BRAF belongs to a family of serine-threonine protein kinases that includes ARAF, BRAF, and CRAF (RAF1). RAF kinases are central mediators in the MAP kinase signaling cascade and exert their effect predominantly through phosphorylation and activation of MEK. This occurs following the dimerization (hetero- or homo-) of the RAF molecules. As part of the MAP kinase pathway, RAF is involved in many cellular processes, including cell proliferation, differentiation, and transcriptional regulation.

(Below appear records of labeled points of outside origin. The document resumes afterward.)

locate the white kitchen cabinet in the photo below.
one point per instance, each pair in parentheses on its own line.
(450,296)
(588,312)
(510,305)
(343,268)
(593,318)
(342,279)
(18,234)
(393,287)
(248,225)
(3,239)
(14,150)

BRAF is a serine/threonine protein kinase activating the MAP kinase/ERK-signaling pathway. About 50 % of melanomas harbors activating BRAF mutations (over 90 % V600E). BRAFV600E has been implicated in different mechanisms underlying melanomagenesis, most of which due to the deregulated activation of the downstream MEK/ERK effectors.
Somatic activating BRAF mutations were first described by Davies et al. in 2002. Genomic DNA from 545 cancer cell lines and the corresponding matched lymphoblastoid cell lines from the same individuals were screened for sequence variants through the coding exons and intron-exon junctions of the BRAF gene. They reported an incidence of 8% across all cancers (43/545) and 3% in lung cancer (all adenocarcinomas) (4/131) . All BRAF somatic mutations found in the cancer lines were in exons 11 and 15. RAS and BRAF mutations usually occur in the same cancer types, but these mutations are found in a mutually exclusive fashion.